It is not only the state’s historic role in social welfare provision that is uncritically embraced, however. Priced Out also romanticizes the notion of community as an ahistorical and morally upright social unit, without unpacking its complexities. Many scholars have explored the question of whether community—particularly middle-class community—is a necessarily exclusionary concept, a literature with which Woldoff et al. do not engage or even acknowledge (see Herbert Gans, The Levittowners, 1982; Suzanne Keller, Community: Pursuing the Dream, Living the Reality, 2003; and Robert Nelson, The Private Neighborhood, 2005, among others). Instead, they lament the disintegration of a previously homogeneous urban neighborhood, implicitly suggesting that cities work best when composed of a mosaic-like fabric of introverted communities.

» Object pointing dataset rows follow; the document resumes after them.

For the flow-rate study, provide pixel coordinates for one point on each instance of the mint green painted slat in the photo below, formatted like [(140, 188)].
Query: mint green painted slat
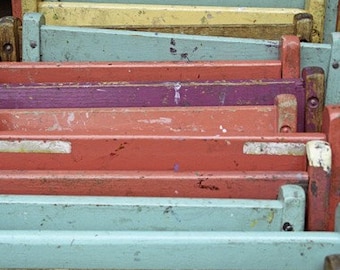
[(225, 3), (166, 250), (148, 214), (55, 43)]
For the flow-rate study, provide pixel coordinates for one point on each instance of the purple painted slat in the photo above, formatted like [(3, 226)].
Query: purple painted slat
[(152, 94)]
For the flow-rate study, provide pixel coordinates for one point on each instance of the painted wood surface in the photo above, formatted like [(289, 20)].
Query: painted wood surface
[(170, 94), (154, 120), (10, 40), (63, 140), (288, 66), (255, 22), (199, 184), (319, 155), (170, 48), (150, 214), (156, 250), (313, 7), (332, 127)]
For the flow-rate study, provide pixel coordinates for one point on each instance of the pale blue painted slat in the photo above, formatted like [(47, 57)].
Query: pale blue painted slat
[(166, 250), (148, 214), (87, 44), (331, 15)]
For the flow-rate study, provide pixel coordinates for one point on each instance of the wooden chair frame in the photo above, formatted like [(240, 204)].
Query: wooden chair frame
[(309, 93), (142, 16), (120, 161), (287, 67), (39, 44), (101, 249)]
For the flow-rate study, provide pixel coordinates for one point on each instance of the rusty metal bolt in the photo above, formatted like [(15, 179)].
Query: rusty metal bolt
[(313, 102), (287, 227), (33, 44), (335, 65), (285, 129), (7, 48)]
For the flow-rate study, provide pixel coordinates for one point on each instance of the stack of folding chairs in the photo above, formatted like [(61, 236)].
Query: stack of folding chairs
[(149, 134)]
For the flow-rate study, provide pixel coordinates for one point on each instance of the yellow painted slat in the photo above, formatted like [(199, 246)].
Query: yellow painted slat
[(108, 15)]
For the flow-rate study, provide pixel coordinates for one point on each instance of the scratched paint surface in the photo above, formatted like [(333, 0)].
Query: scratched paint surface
[(208, 121), (171, 94)]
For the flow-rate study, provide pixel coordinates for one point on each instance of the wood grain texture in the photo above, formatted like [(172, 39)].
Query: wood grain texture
[(169, 94), (9, 39), (331, 126)]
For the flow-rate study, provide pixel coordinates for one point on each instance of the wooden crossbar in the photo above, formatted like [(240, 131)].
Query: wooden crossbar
[(309, 94), (330, 7), (103, 249), (257, 22), (79, 213), (56, 43), (288, 66), (123, 141)]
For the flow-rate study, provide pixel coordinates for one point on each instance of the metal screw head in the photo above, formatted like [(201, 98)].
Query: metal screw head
[(313, 102), (287, 227), (285, 129), (7, 48), (335, 65), (33, 44)]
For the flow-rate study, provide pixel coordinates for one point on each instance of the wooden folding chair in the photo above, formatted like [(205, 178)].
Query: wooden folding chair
[(10, 39), (331, 126), (149, 214), (154, 152), (204, 19), (56, 43), (330, 7), (287, 67), (75, 239), (309, 93)]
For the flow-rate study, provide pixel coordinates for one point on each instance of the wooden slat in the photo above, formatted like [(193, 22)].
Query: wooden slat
[(331, 126), (79, 213), (42, 72), (220, 93), (9, 39), (156, 250), (192, 184), (314, 79), (139, 16), (188, 48), (158, 71)]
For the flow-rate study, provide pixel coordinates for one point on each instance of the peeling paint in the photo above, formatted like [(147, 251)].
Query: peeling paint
[(177, 97), (274, 148), (35, 146), (160, 120), (319, 155)]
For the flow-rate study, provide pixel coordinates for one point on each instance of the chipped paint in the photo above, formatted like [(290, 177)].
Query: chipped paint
[(160, 120), (70, 118), (224, 130), (270, 216), (319, 155), (35, 146), (177, 97), (274, 148)]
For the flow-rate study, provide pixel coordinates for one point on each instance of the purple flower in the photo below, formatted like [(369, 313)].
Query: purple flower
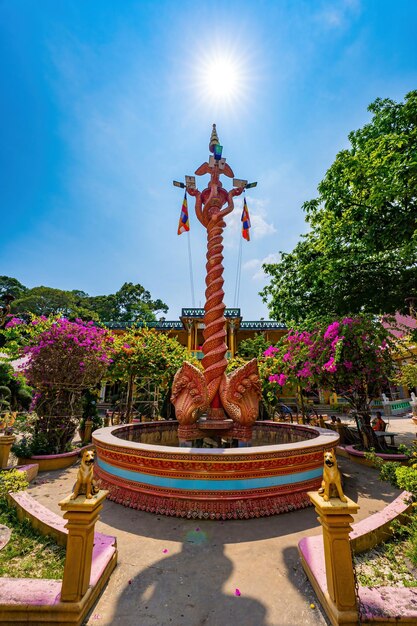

Whose “right to the city”?

The authors deploy urban theorist Henri Lefebvre’s concept of “the right to the city” to assert the primacy of existing residents’ claims to the neighborhood over the rights of newer, richer tenants. The authors assert that, historically, “Stuyvesant Town provided a sense of place” and a “sense of stability,” qualities currently being eroded by market pressures (pp. 38–39). But who qualified for entry into that community in the first place? The authors admit that MetLife’s original leasing procedures were hardly meritocratic. Beyond the racial restrictions, many early tenants had professional or personal connections with the life insurers that fast-tracked their applications and left others to languish on the waitlist for years, if not decades. What of their “right to the city”?

In contrast to the original tenants, who apparently came in search of “the promise of community,” the authors castigate new, market-rate residents for using the development “as a foothold to begin an ambitious life in New York City, or as a stepping stone on the way to an aspirational, higher-status residence” (p. 184). This is also a simplistic dichotomy. Many of Stuyvesant Town’s early tenants were driven into the project by a desperate postwar housing shortage as much as any romanticized notions of community life—arguably exactly the same reasons why so many people are willing to pay exorbitant market rents to live in Stuyvesant Town’s institutional tower blocks today.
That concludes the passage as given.